No Respect for the Dead: the Double Murder of Gwen Araujo
The most depressing thing on my radar right now is the brutal murder of a 17-year-old transgendered girl from California named Gwen (or Lida) Araujo. If this story sounds unfamiliar, it's because you probably heard it reported in USA Today as "Slaying of transgender boy haunts city", in the New York Times as "3 Are Charged in Death of Boy Who Dressed in Girl's Clothes", or in the Los Angeles Times as "3 Charged in Beating Death of Boy, 17, Who Lived as a Girl." You probably heard the murder victim referred to as "Eddie Araujo" a "17-year-old boy who dressed and lived as a girl."
This type of news coverage is no way to condemn the murder of a young woman killed for her gender identity. But it's nothing new. The same thing happens over and over again in reports on the murders of transgendered men and women. When transgendered African-American woman Rita Hester was stabbed to death in Boston several years ago, even the local gay paper, Bay Windows, reported it as the death of "William 'Rita' Hester" and insisted on calling her "he" and not "she." Even after Boys Don't Cry, reporters refer to Brandon Teena as "Teena Brandon."
This is, of course, all complicated by the fact that often family still use the old pronouns.
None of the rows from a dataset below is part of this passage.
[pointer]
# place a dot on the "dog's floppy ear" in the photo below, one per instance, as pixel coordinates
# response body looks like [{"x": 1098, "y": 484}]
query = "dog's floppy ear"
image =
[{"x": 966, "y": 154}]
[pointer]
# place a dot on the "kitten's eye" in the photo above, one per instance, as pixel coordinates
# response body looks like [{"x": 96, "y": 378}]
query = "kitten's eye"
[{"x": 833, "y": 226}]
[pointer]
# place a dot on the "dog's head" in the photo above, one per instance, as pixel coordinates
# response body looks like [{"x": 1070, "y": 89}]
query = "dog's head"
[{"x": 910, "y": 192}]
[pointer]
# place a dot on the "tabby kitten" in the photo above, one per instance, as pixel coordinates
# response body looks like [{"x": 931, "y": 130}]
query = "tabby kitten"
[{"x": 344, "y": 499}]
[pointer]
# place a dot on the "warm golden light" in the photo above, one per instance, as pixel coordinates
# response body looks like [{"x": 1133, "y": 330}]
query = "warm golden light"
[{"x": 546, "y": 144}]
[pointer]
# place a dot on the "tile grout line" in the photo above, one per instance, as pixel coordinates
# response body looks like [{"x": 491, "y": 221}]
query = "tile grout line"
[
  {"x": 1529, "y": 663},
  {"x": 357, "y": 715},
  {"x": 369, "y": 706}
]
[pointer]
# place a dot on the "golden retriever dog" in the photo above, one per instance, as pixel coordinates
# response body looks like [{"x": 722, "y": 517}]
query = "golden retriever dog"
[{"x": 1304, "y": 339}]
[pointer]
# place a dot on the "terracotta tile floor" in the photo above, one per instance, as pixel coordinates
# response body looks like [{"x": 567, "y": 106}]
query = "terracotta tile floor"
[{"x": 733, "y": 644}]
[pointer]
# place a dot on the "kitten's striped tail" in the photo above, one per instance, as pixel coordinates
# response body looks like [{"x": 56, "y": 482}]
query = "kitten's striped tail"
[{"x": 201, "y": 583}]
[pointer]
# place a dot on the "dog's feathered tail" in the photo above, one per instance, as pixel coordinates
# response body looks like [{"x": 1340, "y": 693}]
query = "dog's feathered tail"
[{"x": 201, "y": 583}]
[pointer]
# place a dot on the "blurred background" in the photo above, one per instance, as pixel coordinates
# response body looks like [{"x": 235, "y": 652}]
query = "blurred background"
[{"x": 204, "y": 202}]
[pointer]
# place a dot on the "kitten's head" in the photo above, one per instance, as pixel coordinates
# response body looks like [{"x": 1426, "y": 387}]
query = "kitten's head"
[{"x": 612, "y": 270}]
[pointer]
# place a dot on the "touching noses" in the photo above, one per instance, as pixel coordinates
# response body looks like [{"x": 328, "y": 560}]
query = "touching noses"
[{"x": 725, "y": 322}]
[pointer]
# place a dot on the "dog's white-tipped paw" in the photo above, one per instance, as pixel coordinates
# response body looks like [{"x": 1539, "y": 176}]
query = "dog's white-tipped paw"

But although Araujo's mother still referred to Gwen as her son, she has no intention of burying her in a suit. As USA Today reported: "Anyone who knew him and loved him called him Gwen," Guerrero says. "I'd get phone calls: 'Is Gwen home?' It's nothing that he hid from me. I bought him his jeans, his little tops and makeup, everything... . I'm going to bury him in the prettiest dress I can find... . With makeup. His tombstone will say 'Gwen.' "
The only news outlet I've come across that got the pronouns right in the Araujo case was The Advocate, who reported in their article that "Police affidavits say that Northern California 17-year-old Lida Araujo was murdered after friends discovered at a party that she was a biological male."
It won't bring her back. But at least it doesn't dishonor her memory.